White Spruce foliage is evergreen, remaining on the tree all year round. It is usually bluish-green, but brand new growth appears more silvery. Individual needles are four sided, or square in shape, and are very stiff. About 1/2 to 3/4 inches long, they lack the spined tip typical of the needles of some other types of spruces. They grow at an angle from the spruce twigs in spirals, pointing more forward than straight out and standing above the upper edges of the branchlets. When crushed, needles have a disagreeable odor, thus, the common name of "skunk spruce" or "cat spruce" is often used by those familiar with the species.
The flowers of White Spruces are soft cones about 1 inch long. The orange male ones appear on the lower branches of the tree, and reddish-purple female ones on the upper. They open in April and are visible by late May or early June. Into July the cones, which have rounded scales, begin to dry and turn brown, then silvery gray as they weather.
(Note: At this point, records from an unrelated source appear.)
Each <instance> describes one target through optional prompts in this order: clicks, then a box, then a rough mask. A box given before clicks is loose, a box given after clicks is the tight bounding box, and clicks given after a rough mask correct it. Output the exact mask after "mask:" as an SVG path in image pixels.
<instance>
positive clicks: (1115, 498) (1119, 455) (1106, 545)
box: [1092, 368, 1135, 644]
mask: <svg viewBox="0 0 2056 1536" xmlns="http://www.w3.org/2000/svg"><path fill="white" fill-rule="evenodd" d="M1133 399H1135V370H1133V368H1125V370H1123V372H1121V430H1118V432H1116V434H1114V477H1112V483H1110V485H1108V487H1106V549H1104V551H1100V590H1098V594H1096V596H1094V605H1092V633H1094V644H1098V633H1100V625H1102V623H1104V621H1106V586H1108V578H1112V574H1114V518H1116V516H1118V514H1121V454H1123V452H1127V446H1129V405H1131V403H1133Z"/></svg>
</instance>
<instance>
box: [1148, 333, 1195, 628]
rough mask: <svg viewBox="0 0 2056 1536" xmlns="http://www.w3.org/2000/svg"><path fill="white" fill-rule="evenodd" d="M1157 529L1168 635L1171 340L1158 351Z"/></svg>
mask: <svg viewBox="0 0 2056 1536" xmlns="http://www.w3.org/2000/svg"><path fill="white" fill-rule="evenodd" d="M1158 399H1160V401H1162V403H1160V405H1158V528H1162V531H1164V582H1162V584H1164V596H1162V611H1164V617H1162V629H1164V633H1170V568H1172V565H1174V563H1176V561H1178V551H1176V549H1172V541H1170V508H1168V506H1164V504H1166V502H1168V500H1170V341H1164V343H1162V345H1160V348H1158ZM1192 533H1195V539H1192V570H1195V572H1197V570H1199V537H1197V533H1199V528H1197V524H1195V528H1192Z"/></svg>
From 1 to 2 inches long, they continue to hang from the spruce branches, often lasting through to January. They are valued by a wide variety of wildlife such as squirrels, deer, ground birds and songbirds. Woodpeckers, chickadees, mockingbirds, robins, purple finches and goldfinches find nesting protection in spruces as well.
As a Christmas tree, White Spruce has excellent foliage color, short stiff needles and a good natural shape. Needle retention is better than some of other spruce species.
White Spruce Choices
The most commonly used White Spruce in residential landscapes is the dwarf variety `Conica'. A slow-grower to a maximum of 10 feet or so, it works nicely in yards as a specimen tree. Alberta Globe has a very dense habit that resembles a rounded bun. Densata (Black Hills Spruce) is slow-growing up to 40 feet tall with dense foliage. Lilliput is slow-growing and more dwarf than Conica.